Search code examples
md5ansibleintegritymd5-file

Is there an elegant way to check file integrity with md5 in ansible using md5 files fetched from server?


I have several files on a server that I need to download from an ansible playbook, but because the connection has good chances of interruption I would like to check their integrity after download.

I'm considering two approaches:

  1. Store the md5 of those files in ansible as vars
  2. Store the md5 of those files on the server as files with the extension .md5. Such a pair would look like: file.extension and file.extension.md5.

The first approach introduces overhead in maintaining the md5s in ansible. So everytime someone adds a new file, he needs to make sure he adds the md5 in the right place.

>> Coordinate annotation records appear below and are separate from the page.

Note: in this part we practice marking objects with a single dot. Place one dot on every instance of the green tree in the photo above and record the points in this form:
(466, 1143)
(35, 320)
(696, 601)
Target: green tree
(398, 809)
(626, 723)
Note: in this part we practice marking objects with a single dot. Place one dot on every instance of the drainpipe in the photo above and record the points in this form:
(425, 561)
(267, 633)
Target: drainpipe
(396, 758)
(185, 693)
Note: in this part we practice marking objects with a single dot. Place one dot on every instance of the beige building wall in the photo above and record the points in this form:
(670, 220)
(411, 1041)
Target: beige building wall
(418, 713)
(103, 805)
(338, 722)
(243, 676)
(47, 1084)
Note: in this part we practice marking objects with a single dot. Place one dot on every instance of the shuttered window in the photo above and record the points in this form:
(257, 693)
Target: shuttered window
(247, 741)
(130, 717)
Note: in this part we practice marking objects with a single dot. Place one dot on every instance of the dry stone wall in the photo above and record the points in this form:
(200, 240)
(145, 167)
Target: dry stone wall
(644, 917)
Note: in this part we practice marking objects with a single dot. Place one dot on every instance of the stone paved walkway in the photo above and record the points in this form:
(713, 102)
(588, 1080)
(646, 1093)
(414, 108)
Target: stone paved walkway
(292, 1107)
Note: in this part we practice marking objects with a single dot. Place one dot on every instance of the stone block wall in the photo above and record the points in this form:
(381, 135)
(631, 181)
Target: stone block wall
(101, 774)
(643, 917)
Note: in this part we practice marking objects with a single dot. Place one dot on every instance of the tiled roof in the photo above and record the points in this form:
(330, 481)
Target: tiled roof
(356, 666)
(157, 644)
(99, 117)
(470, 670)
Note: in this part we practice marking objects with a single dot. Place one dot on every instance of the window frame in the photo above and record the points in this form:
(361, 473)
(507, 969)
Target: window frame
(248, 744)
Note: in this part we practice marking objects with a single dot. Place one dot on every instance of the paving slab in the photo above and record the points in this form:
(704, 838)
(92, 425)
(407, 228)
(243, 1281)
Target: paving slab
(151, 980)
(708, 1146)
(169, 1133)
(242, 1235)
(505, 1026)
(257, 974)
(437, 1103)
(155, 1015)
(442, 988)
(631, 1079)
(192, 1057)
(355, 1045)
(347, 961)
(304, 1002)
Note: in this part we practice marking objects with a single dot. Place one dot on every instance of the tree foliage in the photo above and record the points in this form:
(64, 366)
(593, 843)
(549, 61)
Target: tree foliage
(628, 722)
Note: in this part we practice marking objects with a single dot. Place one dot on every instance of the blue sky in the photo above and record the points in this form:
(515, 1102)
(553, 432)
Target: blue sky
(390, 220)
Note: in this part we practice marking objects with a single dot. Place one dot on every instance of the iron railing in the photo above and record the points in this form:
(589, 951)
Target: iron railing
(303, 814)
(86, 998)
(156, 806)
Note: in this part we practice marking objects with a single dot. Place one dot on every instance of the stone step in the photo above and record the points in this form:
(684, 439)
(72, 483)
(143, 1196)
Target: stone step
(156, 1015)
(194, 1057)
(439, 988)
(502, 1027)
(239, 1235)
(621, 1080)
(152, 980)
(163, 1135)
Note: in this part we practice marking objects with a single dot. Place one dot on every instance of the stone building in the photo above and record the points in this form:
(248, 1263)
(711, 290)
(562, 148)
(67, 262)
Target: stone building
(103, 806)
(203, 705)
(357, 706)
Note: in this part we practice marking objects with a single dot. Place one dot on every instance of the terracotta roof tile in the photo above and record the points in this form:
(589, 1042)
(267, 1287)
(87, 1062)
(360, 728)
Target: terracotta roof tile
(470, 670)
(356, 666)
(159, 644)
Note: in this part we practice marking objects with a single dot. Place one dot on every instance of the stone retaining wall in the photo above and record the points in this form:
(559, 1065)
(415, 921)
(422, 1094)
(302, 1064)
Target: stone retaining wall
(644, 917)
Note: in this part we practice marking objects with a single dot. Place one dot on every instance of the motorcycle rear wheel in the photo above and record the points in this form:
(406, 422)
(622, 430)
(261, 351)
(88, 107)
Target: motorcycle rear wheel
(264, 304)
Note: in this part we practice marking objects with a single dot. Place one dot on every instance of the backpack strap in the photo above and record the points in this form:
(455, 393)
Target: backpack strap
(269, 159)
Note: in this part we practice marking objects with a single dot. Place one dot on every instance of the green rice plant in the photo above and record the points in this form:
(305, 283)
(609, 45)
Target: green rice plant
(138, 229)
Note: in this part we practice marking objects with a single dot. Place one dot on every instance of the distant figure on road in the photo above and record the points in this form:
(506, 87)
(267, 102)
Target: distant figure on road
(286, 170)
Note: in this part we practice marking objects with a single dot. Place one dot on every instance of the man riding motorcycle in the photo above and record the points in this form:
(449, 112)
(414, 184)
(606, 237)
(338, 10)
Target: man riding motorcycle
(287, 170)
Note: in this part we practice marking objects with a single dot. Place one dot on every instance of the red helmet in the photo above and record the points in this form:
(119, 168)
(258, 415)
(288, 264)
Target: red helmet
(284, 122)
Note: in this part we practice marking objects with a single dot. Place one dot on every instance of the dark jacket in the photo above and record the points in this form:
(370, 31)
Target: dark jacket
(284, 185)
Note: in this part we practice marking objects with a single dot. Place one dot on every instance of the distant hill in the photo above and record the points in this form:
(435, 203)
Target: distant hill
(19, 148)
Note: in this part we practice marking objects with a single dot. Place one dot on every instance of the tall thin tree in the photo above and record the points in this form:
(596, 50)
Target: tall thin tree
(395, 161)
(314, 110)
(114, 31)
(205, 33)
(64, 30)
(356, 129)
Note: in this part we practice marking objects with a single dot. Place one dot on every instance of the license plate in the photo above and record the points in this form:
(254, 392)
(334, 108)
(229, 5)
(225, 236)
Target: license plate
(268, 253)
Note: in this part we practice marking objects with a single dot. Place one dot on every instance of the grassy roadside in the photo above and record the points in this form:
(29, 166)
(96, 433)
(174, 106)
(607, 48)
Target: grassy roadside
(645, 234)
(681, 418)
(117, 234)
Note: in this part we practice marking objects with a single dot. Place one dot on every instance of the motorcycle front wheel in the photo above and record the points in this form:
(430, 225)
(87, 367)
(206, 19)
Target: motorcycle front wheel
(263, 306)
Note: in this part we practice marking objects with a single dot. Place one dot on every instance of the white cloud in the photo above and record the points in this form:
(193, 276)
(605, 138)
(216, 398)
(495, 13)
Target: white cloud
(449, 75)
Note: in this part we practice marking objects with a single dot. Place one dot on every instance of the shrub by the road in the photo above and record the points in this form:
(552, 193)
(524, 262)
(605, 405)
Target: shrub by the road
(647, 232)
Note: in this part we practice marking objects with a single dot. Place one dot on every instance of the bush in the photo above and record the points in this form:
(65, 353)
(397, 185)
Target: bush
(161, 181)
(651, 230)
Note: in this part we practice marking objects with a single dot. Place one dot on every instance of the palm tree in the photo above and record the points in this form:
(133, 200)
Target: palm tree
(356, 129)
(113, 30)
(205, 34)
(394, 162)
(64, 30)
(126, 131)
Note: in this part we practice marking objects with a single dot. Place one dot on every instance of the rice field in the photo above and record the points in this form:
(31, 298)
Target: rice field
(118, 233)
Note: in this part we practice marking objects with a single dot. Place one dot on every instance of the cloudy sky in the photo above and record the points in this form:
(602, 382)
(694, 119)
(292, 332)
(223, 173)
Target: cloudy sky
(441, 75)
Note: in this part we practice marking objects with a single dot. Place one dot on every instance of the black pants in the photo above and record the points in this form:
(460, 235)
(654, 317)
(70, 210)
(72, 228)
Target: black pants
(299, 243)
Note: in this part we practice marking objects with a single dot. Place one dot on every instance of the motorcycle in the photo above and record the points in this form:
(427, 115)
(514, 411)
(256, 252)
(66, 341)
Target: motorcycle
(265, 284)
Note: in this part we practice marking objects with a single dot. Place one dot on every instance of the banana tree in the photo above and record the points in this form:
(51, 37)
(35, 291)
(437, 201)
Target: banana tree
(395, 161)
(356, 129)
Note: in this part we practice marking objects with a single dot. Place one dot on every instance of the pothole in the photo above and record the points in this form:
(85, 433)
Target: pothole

But as an advantage, there is a solution for this, using the built in check from get_url action in conjunction with checksum=md5. E.g.:

action: get_url: url=http://example.com/path/file.conf dest=/etc/foo.conf checksum=md5:66dffb5228a211e61d6d7ef4a86f5758

The second approach is more elegant and the narrows the responsibility. When someone adds a new file on the server, he will make sure to add the .md5 as well and won't even need to use the ansible playbooks.

Is there a way to use the checksum approach to match the md5 from a file?


Solution

  • If you wish to go with your method of storing the checksum in files on the server, you can definitely use the get_url checksum arg to validate it.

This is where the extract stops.